The storage requirements for the linkage array are also very high - O(n^2). In order to store, exchange and visualize this data, we need a data storage technology using which was designed to handle large quantities of data such as HDF5. With HDF5 and compression enabled, we can fit the main LD dataset into 4.5 MB and the HDF5 data structures allow us to easily store and retrieve lower-resolution data for visualization with a minimal impact on the overall file size (5.5 MB total).
The main contributions of this work are:
- Proposing the parallelizing of the LD algorithm so that the results can be generated quickly on large supercomputers.
- Proposing compression and chunking for storing the entire array.
- Proposing a hierarchy of images of reducing resolution to allow for efficient interactive visualization.
The LD_22.h5 file contains the LD values, calculated using the r^2 metric, for chromosome 22. The file has 3 different datasets. The Chromosome22 dataset contains the entire LD matrix and the other two contain the matrix at lower resolutions. In the future HDFView could be extended so that scientists could make selections in the lower resolution datasets and directly zoom into the higher resolution datasets. The LD_19.h5 file uses the same structure for chromosome 19.

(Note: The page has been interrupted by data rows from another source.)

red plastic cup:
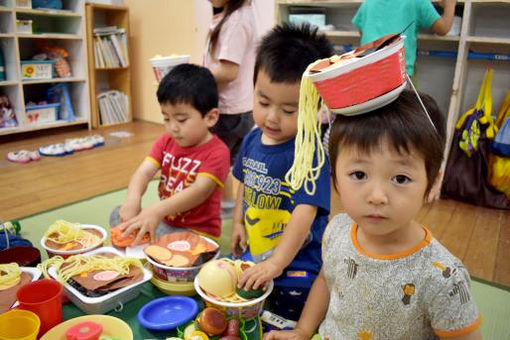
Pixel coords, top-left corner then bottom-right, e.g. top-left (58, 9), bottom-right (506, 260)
top-left (16, 279), bottom-right (62, 336)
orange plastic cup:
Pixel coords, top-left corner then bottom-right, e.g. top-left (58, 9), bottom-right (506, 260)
top-left (0, 309), bottom-right (41, 340)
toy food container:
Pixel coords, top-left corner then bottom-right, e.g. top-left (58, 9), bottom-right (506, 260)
top-left (194, 259), bottom-right (273, 320)
top-left (43, 247), bottom-right (152, 314)
top-left (41, 220), bottom-right (107, 258)
top-left (305, 34), bottom-right (407, 115)
top-left (144, 231), bottom-right (220, 283)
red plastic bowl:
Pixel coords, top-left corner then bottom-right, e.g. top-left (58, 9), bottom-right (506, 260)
top-left (0, 247), bottom-right (41, 267)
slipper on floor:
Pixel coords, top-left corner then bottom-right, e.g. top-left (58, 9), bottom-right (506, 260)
top-left (7, 150), bottom-right (41, 163)
top-left (65, 137), bottom-right (94, 151)
top-left (39, 143), bottom-right (74, 157)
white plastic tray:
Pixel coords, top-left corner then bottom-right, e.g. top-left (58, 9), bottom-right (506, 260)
top-left (11, 267), bottom-right (42, 308)
top-left (48, 247), bottom-right (152, 314)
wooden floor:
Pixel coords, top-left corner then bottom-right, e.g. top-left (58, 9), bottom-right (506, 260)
top-left (0, 122), bottom-right (510, 286)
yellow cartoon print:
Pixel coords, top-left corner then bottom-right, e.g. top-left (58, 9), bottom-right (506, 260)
top-left (244, 207), bottom-right (292, 256)
top-left (402, 283), bottom-right (415, 305)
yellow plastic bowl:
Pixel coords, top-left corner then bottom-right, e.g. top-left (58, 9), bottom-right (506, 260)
top-left (41, 315), bottom-right (133, 340)
top-left (151, 270), bottom-right (197, 296)
top-left (0, 309), bottom-right (41, 340)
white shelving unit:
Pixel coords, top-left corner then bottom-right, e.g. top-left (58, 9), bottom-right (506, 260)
top-left (0, 0), bottom-right (90, 136)
top-left (275, 0), bottom-right (510, 173)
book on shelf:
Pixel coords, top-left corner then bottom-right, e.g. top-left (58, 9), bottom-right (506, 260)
top-left (93, 26), bottom-right (129, 68)
top-left (97, 90), bottom-right (129, 124)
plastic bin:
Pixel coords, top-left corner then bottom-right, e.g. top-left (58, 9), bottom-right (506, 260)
top-left (16, 19), bottom-right (32, 34)
top-left (21, 60), bottom-right (55, 79)
top-left (25, 103), bottom-right (60, 124)
top-left (149, 54), bottom-right (189, 83)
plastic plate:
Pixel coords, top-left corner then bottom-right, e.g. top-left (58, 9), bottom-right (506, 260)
top-left (137, 296), bottom-right (198, 331)
top-left (41, 315), bottom-right (133, 340)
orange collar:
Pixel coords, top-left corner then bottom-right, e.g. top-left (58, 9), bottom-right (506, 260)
top-left (351, 222), bottom-right (433, 260)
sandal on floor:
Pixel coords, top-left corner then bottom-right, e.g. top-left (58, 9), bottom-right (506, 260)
top-left (6, 150), bottom-right (41, 163)
top-left (65, 137), bottom-right (94, 151)
top-left (39, 143), bottom-right (74, 157)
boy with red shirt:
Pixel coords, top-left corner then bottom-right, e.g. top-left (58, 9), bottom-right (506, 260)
top-left (110, 64), bottom-right (230, 244)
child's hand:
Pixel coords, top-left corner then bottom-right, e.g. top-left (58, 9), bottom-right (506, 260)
top-left (230, 223), bottom-right (247, 257)
top-left (119, 206), bottom-right (162, 245)
top-left (264, 328), bottom-right (310, 340)
top-left (119, 201), bottom-right (141, 222)
top-left (237, 258), bottom-right (282, 290)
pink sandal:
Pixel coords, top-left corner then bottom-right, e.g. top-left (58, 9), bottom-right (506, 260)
top-left (7, 150), bottom-right (41, 163)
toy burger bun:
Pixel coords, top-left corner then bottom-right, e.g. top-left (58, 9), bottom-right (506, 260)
top-left (110, 226), bottom-right (151, 248)
top-left (198, 307), bottom-right (227, 336)
top-left (144, 231), bottom-right (218, 267)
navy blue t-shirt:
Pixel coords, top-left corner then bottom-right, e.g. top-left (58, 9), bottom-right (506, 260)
top-left (233, 128), bottom-right (331, 287)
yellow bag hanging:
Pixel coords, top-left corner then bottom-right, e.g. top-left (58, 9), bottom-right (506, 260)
top-left (455, 68), bottom-right (497, 157)
top-left (488, 91), bottom-right (510, 200)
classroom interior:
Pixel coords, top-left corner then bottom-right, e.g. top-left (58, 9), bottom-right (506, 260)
top-left (0, 0), bottom-right (510, 338)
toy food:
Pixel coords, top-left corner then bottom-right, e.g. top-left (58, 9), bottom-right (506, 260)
top-left (198, 259), bottom-right (265, 302)
top-left (110, 226), bottom-right (151, 248)
top-left (198, 307), bottom-right (227, 336)
top-left (144, 231), bottom-right (218, 267)
top-left (198, 259), bottom-right (237, 298)
top-left (223, 319), bottom-right (240, 337)
top-left (66, 321), bottom-right (103, 340)
top-left (40, 255), bottom-right (143, 297)
top-left (0, 263), bottom-right (32, 313)
top-left (43, 220), bottom-right (102, 251)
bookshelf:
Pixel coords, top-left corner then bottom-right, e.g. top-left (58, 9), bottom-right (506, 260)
top-left (275, 0), bottom-right (510, 183)
top-left (0, 0), bottom-right (90, 136)
top-left (85, 3), bottom-right (132, 128)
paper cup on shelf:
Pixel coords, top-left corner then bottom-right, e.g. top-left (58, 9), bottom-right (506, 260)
top-left (149, 54), bottom-right (189, 83)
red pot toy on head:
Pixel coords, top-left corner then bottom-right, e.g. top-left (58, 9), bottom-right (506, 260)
top-left (285, 34), bottom-right (438, 194)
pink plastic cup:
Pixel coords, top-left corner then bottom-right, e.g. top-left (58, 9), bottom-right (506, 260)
top-left (16, 279), bottom-right (62, 336)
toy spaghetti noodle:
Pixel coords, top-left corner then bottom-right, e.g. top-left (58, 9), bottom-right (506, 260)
top-left (0, 262), bottom-right (21, 290)
top-left (285, 63), bottom-right (326, 195)
top-left (44, 220), bottom-right (101, 251)
top-left (285, 34), bottom-right (408, 195)
top-left (38, 255), bottom-right (143, 284)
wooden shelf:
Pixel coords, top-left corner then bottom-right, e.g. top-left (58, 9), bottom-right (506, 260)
top-left (466, 36), bottom-right (510, 45)
top-left (18, 33), bottom-right (83, 40)
top-left (96, 65), bottom-right (129, 71)
top-left (16, 8), bottom-right (82, 18)
top-left (0, 0), bottom-right (90, 135)
top-left (0, 119), bottom-right (88, 136)
top-left (418, 34), bottom-right (460, 41)
top-left (0, 80), bottom-right (18, 86)
top-left (22, 77), bottom-right (87, 85)
top-left (275, 0), bottom-right (510, 191)
top-left (85, 3), bottom-right (133, 128)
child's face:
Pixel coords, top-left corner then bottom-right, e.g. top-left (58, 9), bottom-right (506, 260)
top-left (335, 138), bottom-right (427, 236)
top-left (161, 103), bottom-right (218, 147)
top-left (253, 69), bottom-right (300, 145)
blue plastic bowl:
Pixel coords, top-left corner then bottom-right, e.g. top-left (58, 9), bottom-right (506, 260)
top-left (137, 296), bottom-right (198, 331)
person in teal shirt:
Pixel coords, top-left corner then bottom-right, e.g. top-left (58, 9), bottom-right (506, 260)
top-left (352, 0), bottom-right (457, 76)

You can inspect the files with HDFView after downloading them to your computer.
CAUTION: Attempting to open any dataset except the lowest resolution might result in the viewer crashing. This is a known problem where HDFView has trouble opening extremely large datasets and this will be addressed in a future version of HDFView.

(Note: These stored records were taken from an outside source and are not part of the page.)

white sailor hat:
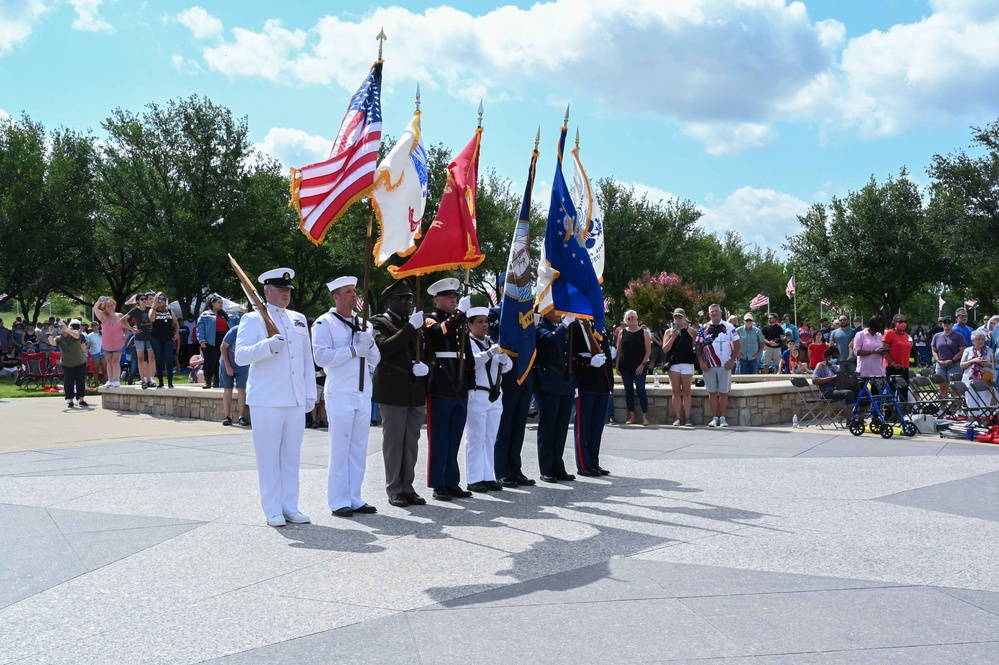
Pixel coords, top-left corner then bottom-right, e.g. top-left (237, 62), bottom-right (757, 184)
top-left (427, 277), bottom-right (461, 296)
top-left (257, 268), bottom-right (295, 289)
top-left (326, 275), bottom-right (357, 293)
top-left (465, 307), bottom-right (489, 320)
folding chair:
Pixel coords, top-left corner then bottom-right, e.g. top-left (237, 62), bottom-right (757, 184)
top-left (791, 376), bottom-right (837, 429)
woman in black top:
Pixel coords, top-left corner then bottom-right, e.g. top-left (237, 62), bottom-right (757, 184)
top-left (617, 309), bottom-right (652, 425)
top-left (149, 293), bottom-right (180, 388)
top-left (663, 308), bottom-right (697, 427)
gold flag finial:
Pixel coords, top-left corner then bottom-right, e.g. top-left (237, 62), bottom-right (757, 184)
top-left (375, 27), bottom-right (388, 60)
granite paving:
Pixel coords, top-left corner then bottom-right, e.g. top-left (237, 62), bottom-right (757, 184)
top-left (0, 400), bottom-right (999, 665)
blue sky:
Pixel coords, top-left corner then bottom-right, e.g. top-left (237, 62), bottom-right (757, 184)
top-left (0, 0), bottom-right (999, 250)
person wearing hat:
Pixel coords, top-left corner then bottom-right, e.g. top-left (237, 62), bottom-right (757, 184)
top-left (235, 268), bottom-right (316, 527)
top-left (423, 278), bottom-right (475, 501)
top-left (534, 309), bottom-right (576, 483)
top-left (569, 321), bottom-right (616, 477)
top-left (312, 277), bottom-right (381, 517)
top-left (48, 319), bottom-right (90, 409)
top-left (465, 307), bottom-right (513, 492)
top-left (737, 312), bottom-right (763, 375)
top-left (371, 279), bottom-right (430, 508)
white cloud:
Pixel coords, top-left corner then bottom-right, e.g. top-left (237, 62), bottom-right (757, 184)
top-left (177, 7), bottom-right (222, 39)
top-left (69, 0), bottom-right (114, 32)
top-left (0, 0), bottom-right (49, 56)
top-left (257, 127), bottom-right (333, 168)
top-left (698, 187), bottom-right (810, 255)
top-left (683, 122), bottom-right (774, 155)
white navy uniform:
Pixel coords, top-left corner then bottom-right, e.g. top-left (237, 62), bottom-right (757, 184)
top-left (312, 309), bottom-right (381, 510)
top-left (465, 332), bottom-right (513, 484)
top-left (236, 305), bottom-right (316, 517)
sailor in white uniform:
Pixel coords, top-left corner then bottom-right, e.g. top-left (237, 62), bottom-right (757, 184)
top-left (465, 307), bottom-right (513, 492)
top-left (312, 277), bottom-right (381, 517)
top-left (236, 268), bottom-right (316, 526)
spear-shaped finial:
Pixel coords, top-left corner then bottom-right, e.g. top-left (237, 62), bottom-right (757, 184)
top-left (375, 27), bottom-right (388, 60)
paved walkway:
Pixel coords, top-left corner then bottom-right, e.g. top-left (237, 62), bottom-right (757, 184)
top-left (0, 400), bottom-right (999, 665)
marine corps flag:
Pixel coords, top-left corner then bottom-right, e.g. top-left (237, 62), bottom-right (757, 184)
top-left (538, 120), bottom-right (604, 335)
top-left (389, 127), bottom-right (486, 279)
top-left (371, 111), bottom-right (428, 266)
top-left (498, 145), bottom-right (538, 384)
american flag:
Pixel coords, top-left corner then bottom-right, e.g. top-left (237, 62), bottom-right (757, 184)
top-left (291, 60), bottom-right (382, 245)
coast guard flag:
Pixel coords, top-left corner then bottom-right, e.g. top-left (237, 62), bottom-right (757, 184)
top-left (538, 127), bottom-right (604, 335)
top-left (497, 145), bottom-right (538, 384)
top-left (572, 144), bottom-right (604, 284)
top-left (389, 127), bottom-right (486, 279)
top-left (289, 60), bottom-right (382, 245)
top-left (371, 111), bottom-right (429, 266)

As of now the only way to access the higher resolution images is by using the open as functionality and manually subsetting the data. While the size of the dataset is not very high, (achieved through compression) the actual number of elements is still very high. DO NOT CLICK on Chromosome22 dataset to see the data after opening the file with HDFView. Use "Right click" on the dataset, then choose "Open As" from the menu; dialog window with a small image will appear; you may which to choose "Image" to display the dataset; use the left mouse button to select a small region.
The hapmap*.h5 files contain all the SNP data for Chromosome 22. In the file hapmap_num_indexes.h5, we have created projection indexes on rs# and position, so that efficient subsetting based on these attributes can be supported.

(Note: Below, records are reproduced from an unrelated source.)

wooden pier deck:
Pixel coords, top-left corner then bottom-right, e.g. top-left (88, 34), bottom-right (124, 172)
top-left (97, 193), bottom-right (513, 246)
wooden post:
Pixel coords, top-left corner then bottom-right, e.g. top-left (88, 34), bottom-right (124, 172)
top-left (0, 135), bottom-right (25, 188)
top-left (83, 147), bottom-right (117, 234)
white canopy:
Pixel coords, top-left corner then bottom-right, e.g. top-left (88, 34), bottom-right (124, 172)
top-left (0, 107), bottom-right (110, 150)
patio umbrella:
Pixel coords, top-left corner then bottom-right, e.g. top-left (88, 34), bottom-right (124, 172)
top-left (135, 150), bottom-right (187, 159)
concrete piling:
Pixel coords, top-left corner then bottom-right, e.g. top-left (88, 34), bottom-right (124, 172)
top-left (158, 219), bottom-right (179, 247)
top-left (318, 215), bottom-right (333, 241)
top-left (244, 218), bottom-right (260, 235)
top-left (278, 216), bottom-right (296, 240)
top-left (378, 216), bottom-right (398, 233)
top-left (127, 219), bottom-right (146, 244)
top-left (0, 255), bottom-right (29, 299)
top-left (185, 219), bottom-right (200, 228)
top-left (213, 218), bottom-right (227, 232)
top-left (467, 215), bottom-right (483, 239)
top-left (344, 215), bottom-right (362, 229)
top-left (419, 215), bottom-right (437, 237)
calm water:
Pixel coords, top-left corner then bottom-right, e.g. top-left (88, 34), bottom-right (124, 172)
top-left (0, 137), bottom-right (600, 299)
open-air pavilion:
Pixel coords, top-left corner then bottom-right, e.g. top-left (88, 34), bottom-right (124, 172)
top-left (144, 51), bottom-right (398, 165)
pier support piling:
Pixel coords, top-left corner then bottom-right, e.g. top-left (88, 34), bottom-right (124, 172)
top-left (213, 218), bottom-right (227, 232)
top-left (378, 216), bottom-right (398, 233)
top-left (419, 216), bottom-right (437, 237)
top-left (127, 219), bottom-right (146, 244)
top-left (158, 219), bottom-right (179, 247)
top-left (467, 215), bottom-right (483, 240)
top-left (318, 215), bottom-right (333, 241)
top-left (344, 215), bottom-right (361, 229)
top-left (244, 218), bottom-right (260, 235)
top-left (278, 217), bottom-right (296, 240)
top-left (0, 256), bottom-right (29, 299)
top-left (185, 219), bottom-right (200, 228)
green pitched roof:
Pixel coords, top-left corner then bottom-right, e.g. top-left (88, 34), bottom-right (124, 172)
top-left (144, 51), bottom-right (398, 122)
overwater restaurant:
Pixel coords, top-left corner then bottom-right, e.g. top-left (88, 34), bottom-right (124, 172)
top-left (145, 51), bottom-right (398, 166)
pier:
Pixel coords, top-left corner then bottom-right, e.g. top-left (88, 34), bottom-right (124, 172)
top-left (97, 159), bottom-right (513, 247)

Use HDFView to inspect the files after downloading them to your computer.
This is an example of storing genotype data in HDF5. The file contains data for the adrb2 beta-2 adrenergic receptor gene.
Use HDFView to inspect the file after you download it to your computer.
Early Pearl Work
Sample Perl wrappers to HDF5 were created to illustrate how one might store genomic sequence data in HDF5, and to engage the bioinformatics community in these investigations.
The software distribution contains two modules: HDFPerl (wrappers) and BioHDF_Perl (high level APIs).
HDFPerl. Wrappers for a subset of the HDF5 functions have been developed to provide a simple Perl interface to HDF5.
BioHDF_Perl. A second Perl API has been implemented to illustrate how one might import genomic sequence data from FASTA format files into the HDF5 format. This API also creates indexes in HDF5 that allow limited search operations on data.
Performance Study: HDF5 vs. FASTA
A performance study was conducted in which we compare HDF5 with the FASTA format in terms of (a) storage use and (b) time to access genomic sequence data using traditional text-management tools for FASTA and BioHDF_Perl for HDF5. Results show that HDF5 can provide storage efficiency through its use of compression and still allow fast random access through its ability to store indexes along with compressed, chunked data.